You cannot port a tech startup's signalling into a fiduciary business. The signals say opposite things. A tech startup signals "we are scrappy, we move fast, we do not yet know what we are." A pension fund needs to signal the inverse. The same visual choice reads as courage in one context and incompetence in another. Context decides.
Now look at the word itself. Abrdn has a vowel ratio of zero. Five letters, all consonants. English phonotactics will not let you say "abrdn" aloud. Your brain silently re-inserts the missing vowels because it has to. The brain ends up saying "Aberdeen" anyway, then resents having had to do the work. Effortful names get trust-discounted. The discount is small per encounter. It compounds across millions of touchpoints over four years.
Compare to Aberdeen. A-ber-deen. Three open vowels. A soft B. A rolling -deen suffix that reads like seen or preen. The whole word lands with the weight of a granite Scottish city, which is what it actually is. The original name was doing all the work the new name failed at.

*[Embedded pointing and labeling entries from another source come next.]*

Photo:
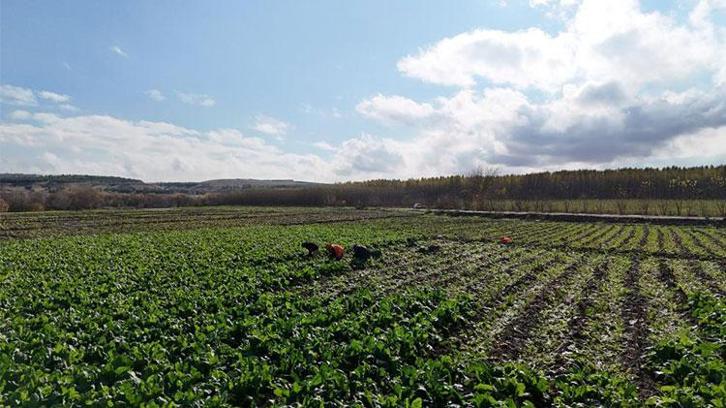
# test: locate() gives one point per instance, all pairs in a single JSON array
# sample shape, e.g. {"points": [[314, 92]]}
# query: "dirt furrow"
{"points": [[644, 239], [635, 318], [510, 341], [705, 278], [577, 324]]}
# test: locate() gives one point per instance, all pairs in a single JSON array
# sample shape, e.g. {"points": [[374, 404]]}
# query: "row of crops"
{"points": [[568, 314]]}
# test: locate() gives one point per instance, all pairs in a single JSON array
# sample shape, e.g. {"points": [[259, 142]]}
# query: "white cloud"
{"points": [[118, 51], [20, 115], [54, 97], [196, 99], [99, 144], [394, 109], [270, 126], [603, 41], [15, 95], [324, 146], [155, 94]]}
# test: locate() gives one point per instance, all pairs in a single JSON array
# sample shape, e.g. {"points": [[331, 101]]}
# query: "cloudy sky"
{"points": [[331, 90]]}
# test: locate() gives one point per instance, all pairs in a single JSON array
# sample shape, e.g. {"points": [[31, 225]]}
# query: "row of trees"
{"points": [[477, 190]]}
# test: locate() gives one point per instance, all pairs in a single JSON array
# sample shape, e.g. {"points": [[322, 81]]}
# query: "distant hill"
{"points": [[35, 182]]}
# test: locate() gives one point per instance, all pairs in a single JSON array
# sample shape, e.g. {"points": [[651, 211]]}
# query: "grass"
{"points": [[225, 309]]}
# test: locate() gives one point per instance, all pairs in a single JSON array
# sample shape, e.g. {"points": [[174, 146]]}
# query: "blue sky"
{"points": [[321, 90]]}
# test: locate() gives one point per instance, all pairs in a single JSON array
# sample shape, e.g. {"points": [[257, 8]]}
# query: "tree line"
{"points": [[479, 189]]}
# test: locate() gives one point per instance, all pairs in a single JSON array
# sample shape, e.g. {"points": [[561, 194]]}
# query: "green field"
{"points": [[222, 307]]}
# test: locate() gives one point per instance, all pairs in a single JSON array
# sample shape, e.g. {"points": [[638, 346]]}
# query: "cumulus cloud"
{"points": [[155, 94], [118, 51], [394, 109], [100, 144], [604, 41], [196, 99], [270, 126], [595, 94]]}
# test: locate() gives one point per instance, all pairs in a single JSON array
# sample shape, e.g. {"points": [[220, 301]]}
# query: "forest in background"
{"points": [[653, 191]]}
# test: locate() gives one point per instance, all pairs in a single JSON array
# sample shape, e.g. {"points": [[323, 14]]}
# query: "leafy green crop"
{"points": [[242, 316]]}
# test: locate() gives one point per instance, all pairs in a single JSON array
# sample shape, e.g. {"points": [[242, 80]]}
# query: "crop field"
{"points": [[223, 307]]}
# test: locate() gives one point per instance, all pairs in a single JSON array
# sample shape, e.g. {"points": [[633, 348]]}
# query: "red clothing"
{"points": [[335, 250]]}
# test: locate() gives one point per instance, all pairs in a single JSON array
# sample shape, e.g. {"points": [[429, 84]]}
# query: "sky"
{"points": [[329, 90]]}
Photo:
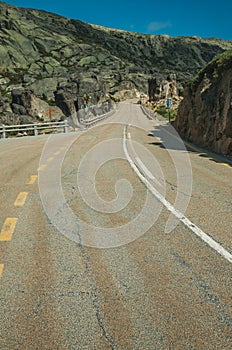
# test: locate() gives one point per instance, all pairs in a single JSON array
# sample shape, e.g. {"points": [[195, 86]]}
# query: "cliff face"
{"points": [[205, 114], [56, 59]]}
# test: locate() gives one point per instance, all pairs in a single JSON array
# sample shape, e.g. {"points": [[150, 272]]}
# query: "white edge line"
{"points": [[207, 239]]}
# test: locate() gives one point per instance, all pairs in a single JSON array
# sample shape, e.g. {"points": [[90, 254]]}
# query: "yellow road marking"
{"points": [[21, 199], [32, 180], [1, 269], [8, 229], [42, 167]]}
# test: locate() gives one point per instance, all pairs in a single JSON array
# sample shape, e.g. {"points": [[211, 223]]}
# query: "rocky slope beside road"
{"points": [[54, 60], [205, 114]]}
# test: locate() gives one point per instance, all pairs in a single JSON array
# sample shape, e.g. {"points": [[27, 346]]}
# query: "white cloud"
{"points": [[155, 26]]}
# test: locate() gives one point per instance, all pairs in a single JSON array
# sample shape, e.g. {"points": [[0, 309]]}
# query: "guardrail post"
{"points": [[35, 130], [65, 126]]}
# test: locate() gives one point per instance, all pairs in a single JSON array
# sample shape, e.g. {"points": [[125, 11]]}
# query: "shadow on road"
{"points": [[169, 139]]}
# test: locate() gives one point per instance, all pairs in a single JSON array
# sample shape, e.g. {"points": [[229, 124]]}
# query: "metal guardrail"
{"points": [[36, 127], [89, 122], [4, 129]]}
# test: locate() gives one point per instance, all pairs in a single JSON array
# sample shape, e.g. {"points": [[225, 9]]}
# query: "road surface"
{"points": [[116, 237]]}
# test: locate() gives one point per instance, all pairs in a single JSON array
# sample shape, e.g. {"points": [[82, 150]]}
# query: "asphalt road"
{"points": [[116, 237]]}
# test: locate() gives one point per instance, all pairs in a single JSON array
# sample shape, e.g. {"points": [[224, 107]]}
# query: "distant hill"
{"points": [[53, 59], [205, 114]]}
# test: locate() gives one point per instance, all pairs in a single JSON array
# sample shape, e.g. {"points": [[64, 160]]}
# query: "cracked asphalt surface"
{"points": [[159, 291]]}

The Abrdn case is now the standard cautionary tale in asset management. Multiple consultancy firms use it in their pitch decks. Multiple branding agencies have written post-mortems. The post-mortems all reach the same conclusion. The brand was trying to be something it was not.
I think about this every time a founder I know wants to rebrand to sound younger. Younger is not always better. Younger is sometimes a costume. Costumes look great on the right body and ridiculous on the wrong one. The strongest thing a 160-year-old asset manager can do is sound like a 160-year-old asset manager. The strongest thing a six-month-old AI startup can do is sound like a six-month-old AI startup. Mixing the signals confuses the audience and bleeds the budget.
Aberdeen is back. The £50 million is not.